A Brand New Era—Michael Azerrad's Championing of Dirty Projectors and Future Visions

Jul 10, 2012 Michael Azerrad Bookmark and Share


Michael Azerrad first infiltrated the public’s consciousness during the ‘80s while he was a contributing editor at Rolling Stone, where he wrote features and reviews regularly for the better part of five years. The stakes were raised for Azerrrad with his superb bio of Nirvana, Come as You Are, released in 1993 prior to the band’s polarizing and then controversial album In Utero. The book assumed an unexpectedly tragic relevance in the annals of rock bios after Kurt Cobain’s suicide in 1994, but is still a superb read, and many of the tapes Azerrad culled for the book are chronicled on AJ Schnack’s 2006 film About a Son, which couples the pairs’ conversations with stark, impressionistic imagery of sights endemic to Cobain’s life, which unravelled like sepia snapshots of Seattle, Olympia, and Aberdeen.

Azerrad’s freelanced for myriad publications over the years, including Spin and Rolling Stone, but his crowning achievement is the truly epochal Our Band Could Be Your Life, something of a holy grail for ‘80s indie rock fans with its candid portrayals of the likes of seminal acts Beat Happening, Black Flag, Dinosaur Jr., Sonic Youth, The Replacements, Mudhoney, and countless others.

The book’s taken on a broad socio-economic relevance over the years, as it documents with wide-eyed clarity what it was like to be in a band in the throes of the Reagan years.

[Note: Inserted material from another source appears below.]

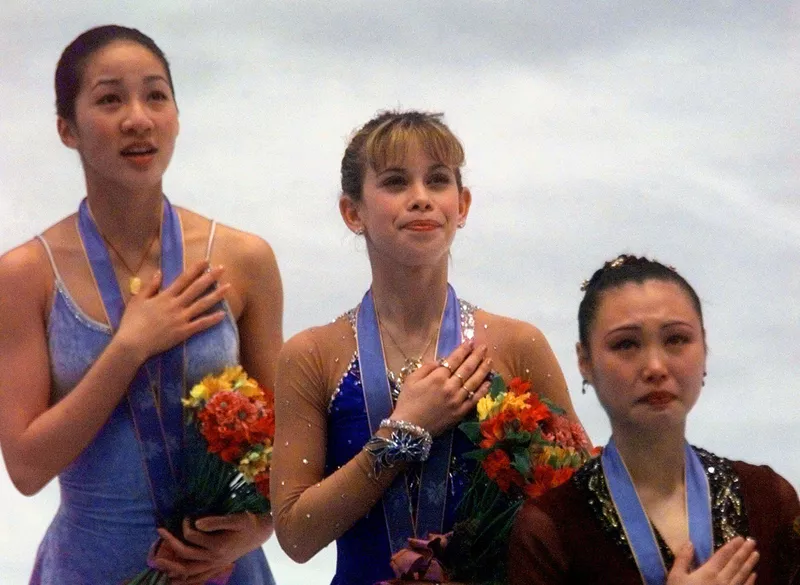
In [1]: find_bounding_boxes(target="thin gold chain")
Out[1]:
[89,204,163,295]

It’s taught in college curriculums, cited by numerous bands as a key inspiration in their formation, and ultimately is a flat-out great book.

Azerrad recently edited See a Little Light: A Trail of Rage and Melody, which is an autobiography of the life of Bob Mould, the truly brilliant frontman of Hüsker Dü and Sugar, who’s also gone on to have a fruitful solo career. Mould’s story is told with refreshing candor and pathos, never deigning to cheap self-aggrandizement. It’s essentially the story of a deeply flawed and supremely gifted musician, and a great read at that.

Under the Radar caught up with Azerrad to discuss Dirty Projectors, one of his self-proclaimed favorite bands of the moment, to coincide with our winter cover story interview with Dave Longstreth. Unfortunately, none of Azerrad’s quotes made the piece due to space constraints, but Longstreth discussed at length what a great friend Azerrad was and how inspiring the book Our Band Could Be Your Life was to him, and how playing the book’s 10th anniversary show at the Bowery Ballroom inspired a song on the band’s new record, Swing Lo Magellan. You can read the full interview by ordering the print issue here, but for now enjoy this illuminating interview with Azerrad, in which he discusses his relationship with Dirty Projectors, Our Band Could Be Your Life, See a Little Light, bands he’s been digging of late, and some future plans he hasn’t revealed elsewhere.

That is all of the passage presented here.